Peut être les entreprises doivent elles mieux nous connaître et se rassurer quand à la qualité professionnelle que développent les travailleurs d'ESAT malgré leur situation singulière. En effet le handicap est par nature stigmatisant et l'image de « centre spécialisé » peu compatible ou habituelle des entreprises en terme de partenariat. Il est des cultures dont la rencontre est peu aisée. Nous savons par exemple à cet effet que certaines missions handicap au sein d'importantes sociétés rencontrent des difficultés à convaincre les acheteurs de prendre contact avec nos établissements.
Développer un partenariat économique c'est d'abord se rencontrer et à ce niveau, le parcours pour trouver le bon interlocuteur dans l'entreprise est parfois difficile. C'est ensuite convaincre. En ce sens, peut être reste t'il à nos établissements à savoir proposer leurs services de manière efficace ?

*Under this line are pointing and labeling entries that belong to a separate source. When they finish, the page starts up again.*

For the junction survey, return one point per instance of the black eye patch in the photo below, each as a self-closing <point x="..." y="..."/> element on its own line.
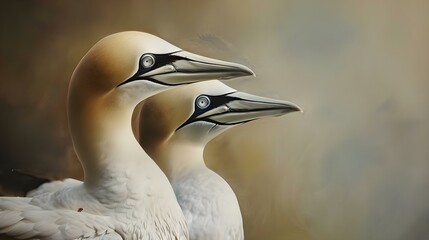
<point x="215" y="101"/>
<point x="160" y="60"/>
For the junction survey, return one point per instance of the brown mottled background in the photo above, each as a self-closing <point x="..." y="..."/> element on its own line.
<point x="355" y="165"/>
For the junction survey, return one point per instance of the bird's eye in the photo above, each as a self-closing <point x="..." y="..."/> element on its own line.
<point x="147" y="61"/>
<point x="203" y="102"/>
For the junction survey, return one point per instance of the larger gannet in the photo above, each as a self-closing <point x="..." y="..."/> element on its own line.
<point x="180" y="122"/>
<point x="124" y="195"/>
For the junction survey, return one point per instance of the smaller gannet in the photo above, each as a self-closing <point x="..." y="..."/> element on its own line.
<point x="124" y="195"/>
<point x="180" y="122"/>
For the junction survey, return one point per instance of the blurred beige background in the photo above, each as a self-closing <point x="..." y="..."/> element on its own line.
<point x="354" y="165"/>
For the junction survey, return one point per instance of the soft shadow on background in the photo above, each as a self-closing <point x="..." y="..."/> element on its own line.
<point x="354" y="165"/>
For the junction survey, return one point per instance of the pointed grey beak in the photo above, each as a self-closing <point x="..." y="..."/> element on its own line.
<point x="246" y="107"/>
<point x="238" y="107"/>
<point x="183" y="67"/>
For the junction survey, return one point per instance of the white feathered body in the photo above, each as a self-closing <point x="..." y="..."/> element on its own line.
<point x="209" y="204"/>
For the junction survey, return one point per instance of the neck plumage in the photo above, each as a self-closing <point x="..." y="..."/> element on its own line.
<point x="105" y="144"/>
<point x="178" y="159"/>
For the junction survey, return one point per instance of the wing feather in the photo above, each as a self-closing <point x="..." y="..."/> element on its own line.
<point x="22" y="220"/>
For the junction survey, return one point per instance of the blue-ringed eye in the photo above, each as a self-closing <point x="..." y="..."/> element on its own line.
<point x="202" y="102"/>
<point x="147" y="61"/>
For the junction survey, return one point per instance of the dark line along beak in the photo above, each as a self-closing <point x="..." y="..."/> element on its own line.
<point x="238" y="107"/>
<point x="182" y="67"/>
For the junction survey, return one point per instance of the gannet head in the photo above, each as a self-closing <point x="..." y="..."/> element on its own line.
<point x="116" y="74"/>
<point x="199" y="112"/>
<point x="140" y="64"/>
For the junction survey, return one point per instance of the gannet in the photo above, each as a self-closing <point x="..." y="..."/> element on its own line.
<point x="124" y="194"/>
<point x="176" y="125"/>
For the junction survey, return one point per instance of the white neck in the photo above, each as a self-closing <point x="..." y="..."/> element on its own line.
<point x="178" y="159"/>
<point x="105" y="144"/>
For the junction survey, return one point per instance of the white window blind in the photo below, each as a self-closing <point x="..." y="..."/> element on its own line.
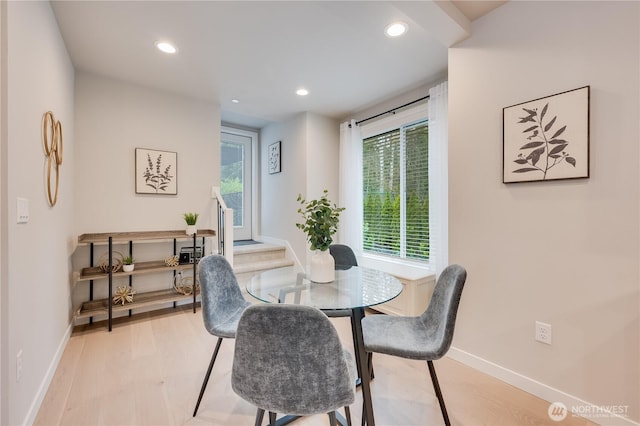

Le Réseau Gesat peut sans doute être d'une grande aide dans ce domaine à travers sa mission de « développement de l'image de marque et la promotion du travail protégé ». Se regrouper c'est certainement se donner encore davantage de chance de développer les synergies que j'évoquais précédemment et c'est sans doute également se donner des moyens plus importants d'être connus et reconnus. Une journée comme celle-ci ou de nombreux représentants d'entreprises sont présents ne peut que nous conforter dans cette idée.